One by one, each juror solemnly swears to his or her capacity to distinguish between dramatization and reality, between fact and fiction. This strikes me as completely disingenuous. But then again, who’s going to sit there in the jury box and say, Actually, Your Honor, I admit it. I can’t tell the difference between representation and reality anymore. I’m very sorry.
FOR THE FIRST three days of trial my mother and I arrive at the courthouse to find ourselves adrift in a sea of heavy-set, elderly men. Retired cops, detectives, ambulance drivers, and medical examiners waiting to testify in our case jam the corridors, ambling about on their canes, greeting each other with slaps on the back as if it’s a high school reunion. All of their bodies emanate a faded, patrician majesty, and seem stuffed into their civilian suits. Several of their faces drag with strokes. Many have slurred speech, and are either going deaf or are already there.
I really can’t hear a word you’re saying, sighs the now-ancient morgue wagon driver who transported Jane’s body on the afternoon of March 21, 1969. All I know is that I came to the scene like I always did, and I loaded her up.

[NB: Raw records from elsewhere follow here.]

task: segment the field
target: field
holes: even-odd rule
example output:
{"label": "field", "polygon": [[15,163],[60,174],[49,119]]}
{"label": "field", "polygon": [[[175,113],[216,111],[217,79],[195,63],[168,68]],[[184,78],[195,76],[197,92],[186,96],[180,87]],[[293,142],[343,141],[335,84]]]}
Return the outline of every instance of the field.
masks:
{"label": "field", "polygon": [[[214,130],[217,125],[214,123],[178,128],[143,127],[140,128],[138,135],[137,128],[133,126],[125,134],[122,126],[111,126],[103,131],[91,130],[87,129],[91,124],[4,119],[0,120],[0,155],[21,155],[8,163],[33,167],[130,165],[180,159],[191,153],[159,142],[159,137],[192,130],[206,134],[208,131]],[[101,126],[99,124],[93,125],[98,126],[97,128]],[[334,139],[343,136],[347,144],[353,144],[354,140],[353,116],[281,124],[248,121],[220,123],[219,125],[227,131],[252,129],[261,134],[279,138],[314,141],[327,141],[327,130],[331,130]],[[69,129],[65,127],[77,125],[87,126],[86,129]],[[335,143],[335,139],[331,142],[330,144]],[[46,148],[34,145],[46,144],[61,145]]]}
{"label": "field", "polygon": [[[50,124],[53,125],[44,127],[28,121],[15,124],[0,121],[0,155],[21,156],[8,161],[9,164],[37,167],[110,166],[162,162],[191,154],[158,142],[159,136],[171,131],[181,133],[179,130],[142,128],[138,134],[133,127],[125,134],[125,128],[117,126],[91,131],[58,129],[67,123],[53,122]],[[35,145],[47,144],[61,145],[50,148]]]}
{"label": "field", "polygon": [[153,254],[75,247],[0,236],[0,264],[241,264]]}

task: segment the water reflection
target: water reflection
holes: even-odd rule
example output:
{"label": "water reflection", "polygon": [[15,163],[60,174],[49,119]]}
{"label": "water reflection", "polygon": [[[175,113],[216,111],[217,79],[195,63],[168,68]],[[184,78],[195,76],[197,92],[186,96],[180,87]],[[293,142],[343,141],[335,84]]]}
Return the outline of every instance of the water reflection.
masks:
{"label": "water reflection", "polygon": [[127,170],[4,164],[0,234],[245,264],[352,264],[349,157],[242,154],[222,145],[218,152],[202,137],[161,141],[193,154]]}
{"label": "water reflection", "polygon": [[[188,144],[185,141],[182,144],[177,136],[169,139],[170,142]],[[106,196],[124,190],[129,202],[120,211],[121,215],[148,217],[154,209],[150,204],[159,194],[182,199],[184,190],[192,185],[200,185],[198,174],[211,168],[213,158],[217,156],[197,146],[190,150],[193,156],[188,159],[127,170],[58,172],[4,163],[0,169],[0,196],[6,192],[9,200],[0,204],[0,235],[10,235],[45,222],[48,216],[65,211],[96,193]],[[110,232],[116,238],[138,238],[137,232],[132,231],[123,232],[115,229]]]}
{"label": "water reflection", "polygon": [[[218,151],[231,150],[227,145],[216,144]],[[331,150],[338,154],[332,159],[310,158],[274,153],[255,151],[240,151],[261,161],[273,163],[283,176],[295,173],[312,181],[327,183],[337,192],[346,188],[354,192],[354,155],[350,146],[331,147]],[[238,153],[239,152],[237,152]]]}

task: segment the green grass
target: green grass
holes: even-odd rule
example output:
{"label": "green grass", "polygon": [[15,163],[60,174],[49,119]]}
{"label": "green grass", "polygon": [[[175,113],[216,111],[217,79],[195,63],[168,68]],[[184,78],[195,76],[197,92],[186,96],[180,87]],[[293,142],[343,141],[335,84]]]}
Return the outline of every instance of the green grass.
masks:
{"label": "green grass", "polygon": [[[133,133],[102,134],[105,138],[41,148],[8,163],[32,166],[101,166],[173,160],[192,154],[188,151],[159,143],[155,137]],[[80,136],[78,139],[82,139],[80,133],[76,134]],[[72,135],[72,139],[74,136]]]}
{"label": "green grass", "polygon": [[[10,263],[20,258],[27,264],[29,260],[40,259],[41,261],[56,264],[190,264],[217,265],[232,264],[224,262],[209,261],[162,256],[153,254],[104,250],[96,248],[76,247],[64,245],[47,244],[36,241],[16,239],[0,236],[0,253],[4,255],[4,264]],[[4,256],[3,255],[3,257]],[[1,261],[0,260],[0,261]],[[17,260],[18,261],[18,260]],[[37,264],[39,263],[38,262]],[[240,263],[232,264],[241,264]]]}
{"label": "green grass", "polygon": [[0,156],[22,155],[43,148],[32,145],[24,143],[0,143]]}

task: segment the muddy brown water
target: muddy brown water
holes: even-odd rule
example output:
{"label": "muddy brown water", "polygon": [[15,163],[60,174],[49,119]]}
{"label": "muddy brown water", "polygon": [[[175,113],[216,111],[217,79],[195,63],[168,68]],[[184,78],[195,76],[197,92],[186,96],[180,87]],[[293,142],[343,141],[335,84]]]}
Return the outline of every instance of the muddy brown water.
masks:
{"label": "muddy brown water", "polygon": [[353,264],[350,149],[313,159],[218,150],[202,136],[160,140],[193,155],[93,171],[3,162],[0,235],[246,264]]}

Three days solid, eight hours a day, dozens of witnesses, no women. Just two male attorneys, the male judge, the male defendant, a coterie of male detectives, and a parade of male retirees recalling their interaction with Jane’s dead body, pictures of which they draw upon from the witness box with little laser pens. Nancy Grow is resubpoenaed, but she never reappears. Her doctor has submitted a note saying that the stress of testifying again on this matter would be mortally dangerous to her health. In her place Hiller shows the jury a digital recording of her January testimony. The quality of the footage is bad—Grow flickers in and out, looking even more distressed than she had in person. More disconcerting still is the appearance of my family on this recording, as we all come into view whenever the camera pans over to our bench. We look awful—washed-out, shocked, teary—a mirror image of ourselves today, except that now the cast of characters has thinned out, and we are no longer dressed for winter.
And so Grow tells her story again. The same bloodstained bag, the same Maybe it’s a dummy, the same loafers and nightgown, the same screaming, the same shame, this time her grainy, sepia figure looking very much like the hologram of Princess Leia in Star Wars as she repeatedly appeals, Help me Obi-Wan Kenobi, you’re my only hope. Obi-Won, you’re my only hope.
AS A RULE, my mother does not sleep well. After I go to bed at Jill’s I hear her fluttering around the house like a ghost. On good nights she talks excitedly to her new boyfriend on her cell phone; on bad nights she drinks wine until it’s gone, then rummages around for something else, anything else. Sits in the dark kitchen, drinking Kahlúa.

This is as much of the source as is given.